I think they raise perfectly reasonable questions that suggest that we need to make sure that the decisions are based on sound science. The current regime is based on 1,500-tonne storage capacity vessels. We need to make sure that that is updated for 6,000-tonne storage capacity vessels and we need to recognise that there is always uncertainty in the science. We do not dispute the AFMA science on catch limits and the effect of localised depletion on target stocks, but the Abel Tasman's capacity to stay on top of a single school of fish, to take hundreds or thousands of tonnes of an individual species, means that it is uncertain what impact the Abel Tasman may have on individual species.
The Commonwealth policy on fishing bycatch, endorsed by then ministers Truss and Hill, makes clear at a broad level that the definition of fisheries bycatch includes all material, living or nonliving, that is caught while fishing, except for the target species. But in practice that term is used differently by different parts of the industry and by stakeholders. What we are concerned about, for the purposes of the EPBC Act, is bycatch of protected species. We are concerned about the impact of the Abel Tasman on seals, dolphins and seabirds. We need to make sure that the impact on those species is no larger than it needs to be.
In doing so, we need to make sure that we do not adversely affect recreational fishers. I have been contacted by recreational fishers who say that they support this bill. Why wouldn't they? They are not the ones going out with a supertrawler. They are the ones who want to make sure that Australia's fish stocks can be managed not just for our generation but for future generations. We are here not just for ourselves but for the generations to come.
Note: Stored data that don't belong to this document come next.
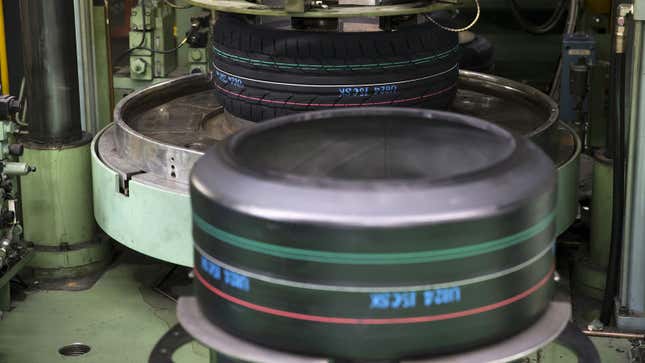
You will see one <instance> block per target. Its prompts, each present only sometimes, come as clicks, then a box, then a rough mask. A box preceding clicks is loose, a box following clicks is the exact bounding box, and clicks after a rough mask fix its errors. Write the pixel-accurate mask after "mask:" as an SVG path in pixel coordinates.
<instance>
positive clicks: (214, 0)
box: [188, 0, 457, 18]
mask: <svg viewBox="0 0 645 363" xmlns="http://www.w3.org/2000/svg"><path fill="white" fill-rule="evenodd" d="M188 2H189V3H191V4H192V5H195V6H198V7H201V8H208V9H213V10H217V11H221V12H225V13H238V14H250V15H266V16H293V17H300V18H342V17H354V16H356V17H359V16H393V15H413V14H423V13H430V12H433V11H438V10H446V9H451V8H454V7H455V5H456V3H457V2H455V3H453V4H451V3H449V2H448V1H444V2H429V1H411V2H409V3H404V4H396V5H381V6H335V5H329V6H328V7H327V8H326V9H323V8H311V9H308V10H307V11H305V12H294V11H288V8H289V7H290V6H292V5H291V4H290V3H293V4H294V8H297V7H298V5H297V4H296V2H293V1H289V0H285V1H284V2H283V3H282V4H279V5H276V6H272V5H264V4H258V3H253V2H250V1H240V0H188ZM302 5H304V1H303V3H302V4H301V6H302ZM300 10H302V9H300Z"/></svg>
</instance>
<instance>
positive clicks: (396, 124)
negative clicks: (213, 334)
mask: <svg viewBox="0 0 645 363" xmlns="http://www.w3.org/2000/svg"><path fill="white" fill-rule="evenodd" d="M349 139H351V140H352V142H348V141H347V140H349ZM556 187H557V184H556V173H555V168H554V167H553V163H552V161H551V160H550V158H549V157H548V156H547V155H546V154H544V152H543V151H542V150H541V149H540V148H539V147H538V146H536V145H534V144H532V143H529V142H527V141H526V140H525V139H523V138H520V137H515V136H513V135H512V134H510V133H509V132H508V131H505V130H504V129H502V128H501V127H498V126H493V125H491V124H488V123H486V122H483V121H480V120H478V119H475V118H470V117H467V116H460V115H456V114H448V113H440V112H431V111H421V110H416V109H411V110H401V109H381V108H375V109H363V108H360V109H352V110H342V111H320V112H317V113H304V114H298V115H295V116H292V117H285V118H280V119H276V120H273V121H271V122H268V123H266V124H262V125H261V126H258V127H253V128H249V129H246V130H243V131H241V132H239V133H237V134H235V135H233V136H232V137H230V138H228V139H227V140H226V141H225V142H224V143H222V144H220V145H218V147H216V148H214V149H210V151H208V152H207V153H206V154H205V155H204V156H203V157H202V158H200V159H199V161H197V163H196V164H195V167H194V169H193V172H192V175H191V203H192V210H193V236H194V239H195V251H194V254H195V270H194V273H195V293H196V298H197V301H198V306H199V309H200V311H201V314H203V315H204V316H205V317H206V318H207V319H208V321H209V322H210V323H212V324H215V325H217V326H219V327H221V328H222V329H224V330H226V331H228V332H230V333H232V334H234V335H236V336H238V337H241V338H243V339H246V340H248V341H250V342H255V343H258V344H262V345H264V346H268V347H271V348H273V349H277V350H282V351H287V352H296V353H301V354H307V355H313V356H323V357H337V358H344V359H351V360H359V361H361V360H363V361H369V360H400V359H402V358H409V357H423V356H426V355H438V354H442V353H443V354H445V353H454V352H456V351H461V350H469V349H471V348H473V347H479V346H485V345H486V344H490V343H492V342H497V341H499V340H501V339H503V338H507V337H509V336H512V335H513V334H515V333H518V332H520V331H522V330H524V329H526V328H528V327H529V326H531V324H532V323H534V322H535V321H537V320H539V317H540V316H541V315H542V314H543V312H544V311H545V310H546V309H547V307H548V305H549V301H550V300H551V297H552V295H553V272H554V257H553V253H552V252H553V239H554V236H555V207H556V198H555V193H556ZM455 265H459V266H460V268H459V269H455V268H453V266H455ZM278 266H279V267H278ZM481 291H487V293H486V294H482V293H481ZM562 318H563V319H562V321H561V324H560V325H561V328H563V327H564V325H565V323H566V320H567V318H568V317H567V316H566V315H564V316H563V317H562ZM204 323H205V322H204ZM204 323H201V324H204ZM457 326H463V327H464V328H466V327H468V329H459V328H457ZM394 327H395V328H394ZM186 328H187V329H188V331H191V328H190V326H186ZM456 331H458V332H459V333H458V334H455V332H456ZM547 335H548V336H549V337H553V336H554V334H553V332H549V333H548V334H547ZM348 336H351V337H352V339H351V340H347V337H348ZM428 336H432V337H433V339H432V340H428V339H427V337H428ZM198 338H199V337H198ZM540 343H542V344H543V343H544V341H541V342H540Z"/></svg>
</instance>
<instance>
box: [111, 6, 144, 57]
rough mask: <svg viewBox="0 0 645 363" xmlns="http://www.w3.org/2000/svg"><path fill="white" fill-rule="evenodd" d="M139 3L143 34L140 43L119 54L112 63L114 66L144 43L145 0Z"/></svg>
mask: <svg viewBox="0 0 645 363" xmlns="http://www.w3.org/2000/svg"><path fill="white" fill-rule="evenodd" d="M140 3H141V11H142V14H143V15H142V16H141V20H142V22H143V30H142V33H143V34H141V41H140V42H139V45H137V46H136V47H132V48H130V49H128V50H126V51H125V52H123V53H121V54H120V55H119V56H118V57H117V58H116V60H115V61H114V63H115V64H118V63H119V61H120V60H121V59H123V57H125V56H126V55H128V54H130V53H131V52H132V51H133V50H135V49H139V48H140V47H142V46H143V44H144V43H145V41H146V33H145V32H146V0H141V1H140Z"/></svg>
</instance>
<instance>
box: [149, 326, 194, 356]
mask: <svg viewBox="0 0 645 363" xmlns="http://www.w3.org/2000/svg"><path fill="white" fill-rule="evenodd" d="M192 340H193V337H191V336H190V335H189V334H188V333H187V332H186V330H184V328H183V327H182V326H181V324H179V323H177V324H175V326H173V327H172V328H170V330H168V332H166V334H164V336H163V337H161V339H160V340H159V341H158V342H157V344H156V345H155V347H154V349H153V350H152V353H151V354H150V358H149V359H148V363H172V362H173V361H172V355H173V353H175V351H176V350H177V349H179V348H180V347H182V346H183V345H185V344H188V343H189V342H191V341H192Z"/></svg>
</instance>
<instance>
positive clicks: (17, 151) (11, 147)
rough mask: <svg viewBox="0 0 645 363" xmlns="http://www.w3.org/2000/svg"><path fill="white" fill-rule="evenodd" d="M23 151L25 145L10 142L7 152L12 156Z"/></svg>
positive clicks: (24, 149) (23, 151)
mask: <svg viewBox="0 0 645 363" xmlns="http://www.w3.org/2000/svg"><path fill="white" fill-rule="evenodd" d="M24 151H25V147H24V146H23V145H22V144H11V145H9V154H10V155H13V156H22V153H23V152H24Z"/></svg>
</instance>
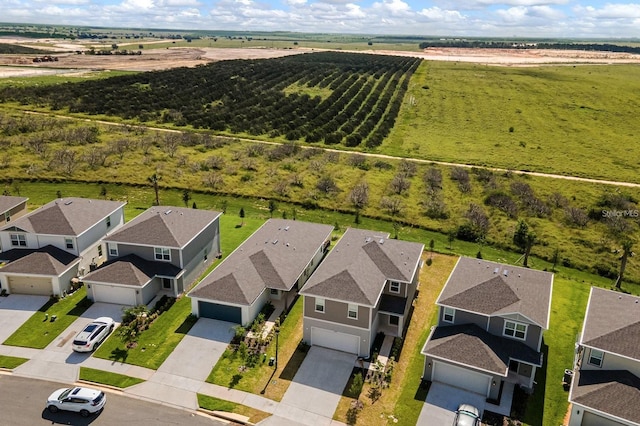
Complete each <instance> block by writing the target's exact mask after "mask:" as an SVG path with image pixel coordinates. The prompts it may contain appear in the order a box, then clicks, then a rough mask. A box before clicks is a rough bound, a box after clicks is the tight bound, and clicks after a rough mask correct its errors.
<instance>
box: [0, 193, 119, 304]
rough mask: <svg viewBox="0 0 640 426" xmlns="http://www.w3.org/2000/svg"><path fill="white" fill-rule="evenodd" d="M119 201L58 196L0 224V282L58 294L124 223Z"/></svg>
mask: <svg viewBox="0 0 640 426" xmlns="http://www.w3.org/2000/svg"><path fill="white" fill-rule="evenodd" d="M124 205H125V203H123V202H119V201H106V200H92V199H86V198H61V199H56V200H53V201H51V202H50V203H47V204H45V205H44V206H42V207H40V208H38V209H36V210H34V211H32V212H30V213H29V214H27V215H25V216H22V217H20V218H18V219H15V220H12V221H11V222H9V224H6V225H5V226H4V227H2V228H0V243H1V245H2V247H3V249H4V250H3V252H2V253H0V260H1V261H3V262H6V265H5V266H4V267H2V268H0V285H1V286H2V289H4V290H6V291H7V292H8V293H22V294H39V295H62V294H63V293H64V292H65V291H67V290H69V288H70V287H71V283H72V280H73V279H74V278H77V277H79V276H82V275H83V274H84V271H85V270H89V269H90V268H91V265H92V264H93V263H94V261H95V259H96V258H98V257H99V256H100V252H101V246H100V240H101V239H102V238H103V237H104V236H105V235H106V234H107V233H108V232H111V231H113V230H115V229H118V228H119V227H121V226H122V225H123V224H124Z"/></svg>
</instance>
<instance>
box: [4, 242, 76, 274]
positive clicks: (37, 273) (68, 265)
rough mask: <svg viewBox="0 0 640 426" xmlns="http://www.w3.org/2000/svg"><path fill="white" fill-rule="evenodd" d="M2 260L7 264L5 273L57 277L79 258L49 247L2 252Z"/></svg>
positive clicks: (68, 253) (73, 263)
mask: <svg viewBox="0 0 640 426" xmlns="http://www.w3.org/2000/svg"><path fill="white" fill-rule="evenodd" d="M0 258H1V259H2V260H4V261H6V262H9V263H7V265H5V266H4V267H3V268H2V272H3V273H16V274H30V275H48V276H53V277H57V276H59V275H60V274H62V273H63V272H64V271H66V270H68V269H69V268H70V267H71V266H72V265H73V264H74V263H77V262H79V261H80V258H79V257H76V256H74V255H72V254H71V253H69V252H67V251H64V250H62V249H59V248H57V247H54V246H51V245H48V246H44V247H41V248H39V249H12V250H7V251H5V252H2V253H1V254H0Z"/></svg>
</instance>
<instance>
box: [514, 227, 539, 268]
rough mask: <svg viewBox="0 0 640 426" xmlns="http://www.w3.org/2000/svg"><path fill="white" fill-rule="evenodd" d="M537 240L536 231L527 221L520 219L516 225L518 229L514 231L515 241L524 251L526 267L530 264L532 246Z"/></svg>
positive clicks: (514, 237)
mask: <svg viewBox="0 0 640 426" xmlns="http://www.w3.org/2000/svg"><path fill="white" fill-rule="evenodd" d="M535 242H536V234H535V232H533V231H532V230H530V229H529V225H528V224H527V222H525V221H524V220H519V221H518V224H517V225H516V230H515V232H514V233H513V243H514V244H515V245H516V246H518V248H520V249H521V250H522V251H523V252H524V260H523V262H522V264H523V265H524V266H525V267H528V266H529V255H530V254H531V247H532V246H533V244H534V243H535Z"/></svg>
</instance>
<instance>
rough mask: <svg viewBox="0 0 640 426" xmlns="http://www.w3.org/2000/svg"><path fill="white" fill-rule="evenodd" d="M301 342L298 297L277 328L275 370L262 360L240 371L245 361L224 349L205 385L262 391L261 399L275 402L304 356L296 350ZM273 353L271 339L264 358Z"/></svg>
mask: <svg viewBox="0 0 640 426" xmlns="http://www.w3.org/2000/svg"><path fill="white" fill-rule="evenodd" d="M301 339H302V298H298V300H297V301H296V303H295V304H294V305H293V308H292V309H291V311H290V312H289V315H288V316H287V318H286V320H285V321H284V322H283V323H282V325H281V326H280V335H279V337H278V370H277V371H276V372H275V373H274V368H273V367H270V366H269V365H268V364H269V363H268V361H265V362H262V358H261V359H260V362H258V364H257V365H256V366H255V367H253V368H249V369H248V370H245V371H243V372H242V371H240V370H241V369H240V367H241V366H242V365H244V364H245V362H244V361H243V360H242V358H241V357H240V356H239V355H238V354H237V353H236V352H235V351H233V350H232V349H230V348H228V349H227V350H226V351H225V352H224V353H223V354H222V357H221V358H220V360H219V361H218V363H217V364H216V365H215V366H214V367H213V369H212V371H211V374H210V375H209V377H208V378H207V382H209V383H215V384H217V385H221V386H226V387H229V388H234V389H238V390H243V391H246V392H251V393H255V394H258V393H262V391H263V390H264V391H265V392H264V394H263V395H264V396H265V397H267V398H271V399H274V400H276V401H279V400H280V399H282V396H283V395H284V392H285V391H286V389H287V387H288V386H289V383H290V382H291V380H293V376H294V375H295V373H296V371H297V370H298V368H299V367H300V365H301V364H302V361H303V360H304V356H305V355H306V352H304V351H302V350H299V349H298V347H299V345H298V344H299V343H300V341H301ZM275 351H276V348H275V339H274V340H272V341H271V344H270V345H269V347H268V349H267V356H266V359H267V360H268V359H269V358H270V357H275Z"/></svg>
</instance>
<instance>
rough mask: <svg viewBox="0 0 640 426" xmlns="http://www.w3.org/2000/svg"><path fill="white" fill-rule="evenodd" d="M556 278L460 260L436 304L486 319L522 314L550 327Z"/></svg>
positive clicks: (458, 261) (525, 271)
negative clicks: (553, 285)
mask: <svg viewBox="0 0 640 426" xmlns="http://www.w3.org/2000/svg"><path fill="white" fill-rule="evenodd" d="M552 285H553V274H551V273H549V272H544V271H537V270H534V269H528V268H522V267H519V266H511V265H504V264H501V263H496V262H489V261H486V260H481V259H472V258H469V257H461V258H460V259H459V260H458V263H457V264H456V266H455V268H454V269H453V271H452V272H451V275H450V276H449V279H448V280H447V283H446V285H445V287H444V289H443V290H442V293H441V294H440V296H439V297H438V300H437V301H436V303H437V304H438V305H442V306H450V307H452V308H456V309H462V310H465V311H469V312H475V313H479V314H483V315H489V316H493V315H505V314H511V313H519V314H521V315H524V316H525V317H527V318H529V319H530V320H531V321H533V322H535V323H536V324H538V325H539V326H541V327H542V328H545V329H546V328H548V327H549V310H550V306H551V288H552Z"/></svg>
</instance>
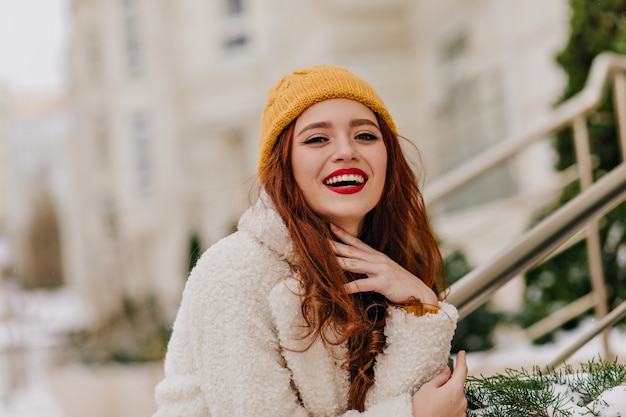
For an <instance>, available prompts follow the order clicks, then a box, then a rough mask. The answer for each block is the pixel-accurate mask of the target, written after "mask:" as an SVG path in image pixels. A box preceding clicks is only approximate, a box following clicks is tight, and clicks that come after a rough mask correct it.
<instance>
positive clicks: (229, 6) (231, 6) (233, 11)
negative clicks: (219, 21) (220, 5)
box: [226, 0, 243, 16]
mask: <svg viewBox="0 0 626 417" xmlns="http://www.w3.org/2000/svg"><path fill="white" fill-rule="evenodd" d="M226 13H227V14H228V15H229V16H236V15H241V14H243V0H226Z"/></svg>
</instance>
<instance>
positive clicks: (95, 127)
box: [93, 114, 111, 169]
mask: <svg viewBox="0 0 626 417" xmlns="http://www.w3.org/2000/svg"><path fill="white" fill-rule="evenodd" d="M93 137H94V150H95V152H96V159H97V161H98V165H99V166H100V167H101V168H103V169H107V168H108V167H109V162H110V160H111V149H110V146H111V144H110V141H111V136H110V134H109V124H108V120H107V118H106V117H105V116H104V115H103V114H100V115H96V116H95V117H94V118H93Z"/></svg>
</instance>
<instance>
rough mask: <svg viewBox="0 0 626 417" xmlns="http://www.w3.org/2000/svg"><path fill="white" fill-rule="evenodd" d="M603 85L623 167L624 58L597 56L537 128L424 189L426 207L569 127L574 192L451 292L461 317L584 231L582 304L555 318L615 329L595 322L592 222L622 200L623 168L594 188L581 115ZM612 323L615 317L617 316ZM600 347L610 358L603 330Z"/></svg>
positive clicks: (462, 316) (612, 314)
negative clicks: (574, 84) (576, 173)
mask: <svg viewBox="0 0 626 417" xmlns="http://www.w3.org/2000/svg"><path fill="white" fill-rule="evenodd" d="M610 84H612V86H613V92H614V102H615V117H616V120H617V126H618V137H619V141H620V145H621V151H622V160H625V161H626V56H621V55H617V54H613V53H603V54H600V55H598V56H597V57H596V58H595V59H594V61H593V63H592V66H591V70H590V73H589V78H588V79H587V83H586V85H585V88H584V89H583V90H582V91H581V92H580V93H579V94H577V95H576V96H574V97H572V98H570V99H569V100H567V101H565V102H563V103H562V104H561V105H559V106H558V107H556V108H554V109H553V110H552V111H550V112H549V113H548V114H547V115H546V117H544V118H543V119H541V120H540V121H539V122H538V123H536V124H534V125H531V126H530V127H529V128H528V129H526V130H524V131H522V132H521V133H519V134H517V135H514V136H512V137H511V138H509V139H507V140H504V141H502V142H501V143H499V144H498V145H496V146H494V147H492V148H490V149H489V150H487V151H485V152H484V153H482V154H480V155H478V156H476V157H475V158H473V159H471V160H470V161H468V162H466V163H465V164H463V165H461V166H460V167H459V168H457V169H456V170H454V171H452V172H450V173H449V174H447V175H445V176H444V177H442V178H440V179H438V180H436V181H435V182H433V183H432V184H430V185H429V186H428V187H427V188H426V189H425V192H424V194H425V200H426V203H427V204H428V205H429V207H432V206H433V205H436V204H437V203H438V202H440V201H441V200H442V199H443V198H445V197H446V196H448V195H450V194H451V193H453V192H454V191H456V190H458V189H459V188H461V187H462V186H464V185H465V184H467V183H469V182H470V181H472V180H474V179H476V178H477V177H479V176H480V175H482V174H484V173H486V172H487V171H489V170H491V169H492V168H494V167H496V166H498V165H500V164H502V163H504V162H506V161H507V160H509V159H512V158H513V157H515V156H517V155H518V154H519V153H521V152H522V151H524V150H525V149H526V148H527V147H529V146H530V145H532V144H533V143H534V142H536V141H537V140H538V139H545V138H549V137H551V136H552V135H553V134H554V133H556V132H558V131H559V130H561V129H563V128H566V127H572V129H573V133H574V144H575V149H576V157H577V169H578V176H579V180H580V184H581V193H580V194H579V196H578V197H577V198H575V199H574V200H572V201H570V202H569V203H568V204H567V205H565V206H563V207H562V208H561V209H560V210H558V211H557V212H555V213H553V215H551V216H550V217H549V218H547V219H545V220H544V221H543V222H541V223H540V224H538V225H537V226H536V227H534V228H533V229H532V230H530V231H529V232H527V233H525V234H524V235H523V236H522V237H520V238H519V239H518V240H516V241H515V242H514V243H513V244H512V245H510V246H509V247H508V248H506V249H504V250H503V251H502V252H500V253H499V254H497V255H496V256H494V257H493V258H492V259H491V260H490V261H488V262H486V263H484V264H483V265H480V266H479V267H477V268H475V269H474V270H473V271H471V272H470V273H469V274H467V275H466V276H465V277H463V278H462V279H461V280H459V281H458V282H457V283H455V284H453V285H452V286H451V288H450V291H449V297H448V299H449V300H450V301H451V302H452V303H453V304H455V305H457V306H458V307H459V309H460V314H461V317H465V316H467V314H469V313H470V312H471V311H473V310H474V309H476V308H477V307H479V306H480V305H481V304H482V303H484V302H485V301H486V300H487V299H488V298H489V297H490V296H491V295H493V293H494V292H495V290H496V289H498V288H500V287H501V286H502V285H504V284H505V283H506V282H508V281H510V280H511V279H513V278H514V277H516V276H517V275H518V274H520V273H523V272H526V271H527V270H528V269H530V268H531V267H533V266H534V265H536V264H538V263H539V262H541V261H542V260H544V259H546V258H547V257H549V256H550V255H551V254H552V253H554V251H556V250H557V249H559V247H561V246H563V244H564V243H565V242H567V240H568V239H571V238H572V236H574V235H575V234H576V233H577V232H579V231H581V230H584V232H585V234H586V238H587V256H588V260H589V272H590V276H591V284H592V292H591V293H590V295H589V296H587V297H586V299H585V300H582V299H581V300H578V301H575V302H574V303H573V304H575V303H577V304H576V305H575V306H573V305H570V306H566V307H565V308H564V309H568V310H569V311H568V312H566V313H564V314H561V315H560V316H561V320H567V319H570V318H572V314H581V313H583V312H584V311H586V310H588V309H589V307H595V314H596V317H597V318H598V319H600V321H601V322H600V323H599V324H600V325H605V327H604V328H603V329H601V330H600V332H602V331H603V330H605V329H607V328H608V327H607V326H609V325H613V324H614V322H613V321H612V320H615V319H614V317H612V320H609V321H606V320H602V319H603V318H605V317H606V316H607V315H608V314H609V312H608V306H607V301H606V298H607V297H606V288H605V281H604V272H603V270H602V258H601V254H602V252H601V247H600V239H599V232H598V219H599V218H600V217H601V216H602V215H603V214H605V213H606V212H607V211H609V210H610V209H611V208H613V207H615V206H616V205H617V204H619V203H620V202H621V201H623V200H624V199H625V198H626V194H625V192H626V168H625V166H624V163H622V164H621V165H620V166H619V167H617V168H615V169H613V170H612V171H611V172H610V173H609V174H606V175H605V176H604V177H603V178H601V179H600V180H598V181H597V182H596V183H595V184H594V183H593V177H592V173H593V165H592V155H591V152H590V149H589V138H588V132H587V116H588V115H589V114H590V113H591V112H593V111H594V110H595V109H597V108H598V107H599V106H600V105H601V104H602V102H603V100H604V98H605V97H606V95H607V90H608V87H609V85H610ZM583 298H585V297H583ZM620 307H621V306H620ZM620 307H618V309H619V308H620ZM621 308H622V309H624V308H623V307H621ZM564 311H565V310H564ZM613 314H614V313H612V315H613ZM618 317H620V318H621V317H622V313H620V314H618ZM547 321H549V320H547ZM562 323H563V322H561V324H562ZM556 324H558V322H556ZM554 326H555V321H554V320H552V323H549V324H548V325H544V323H541V325H539V324H538V325H537V326H535V328H534V329H533V336H534V337H537V336H538V335H541V334H543V333H545V332H547V331H549V329H551V328H553V327H554ZM596 327H597V326H596ZM603 344H604V351H605V352H604V353H605V356H606V357H610V356H611V352H610V349H609V344H608V332H607V331H604V332H603ZM569 354H571V353H569ZM562 356H563V355H562ZM558 360H564V359H562V358H558Z"/></svg>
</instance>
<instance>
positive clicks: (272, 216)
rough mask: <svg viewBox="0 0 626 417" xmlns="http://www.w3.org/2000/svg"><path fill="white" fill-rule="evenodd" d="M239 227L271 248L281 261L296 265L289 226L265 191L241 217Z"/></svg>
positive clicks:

The work we do in parliament recognises that policy has continuity. We want to leave the country and the oceans better than we found them, not worse than we found them. We do not do a service to future generations if we allow a supertrawler to take fish species in a way that does irreparable damage to the oceans.
As previous speakers have noted, this bill fits in with a Labor tradition of standing up for our oceans. The marine parks that have been announced form a historic network. They fit in with a Labor tradition of looking after the environment. It is a Labor tradition that saw the creation of Australian national parks in the 1940s and 1950s, saw us sign the Kyoto protocol and saw us move to put a price on carbon pollution, because if you do not put a price on carbon pollution you do not save the Barrier Reef. We need to leave a legacy in the oceans for our children. The previous speaker, the member for Moreton, noted that in a splendid speech in Parliament House the great Australian author Tim Winton highlighted what a legacy moment that is.
Sitting alongside the network of marine parks that we have established is good fisheries management. It is making sure that we do not do harm to the oceans that cannot be done afterwards. That fits in with a Labor legacy of listening to the scientists and the economists and thinking for the future. Too often I worry that those opposite are here just for the here and now, for what can be grabbed. They are the supertrawlers of the policy world: they grab what they can and get out. That is not the Labor view.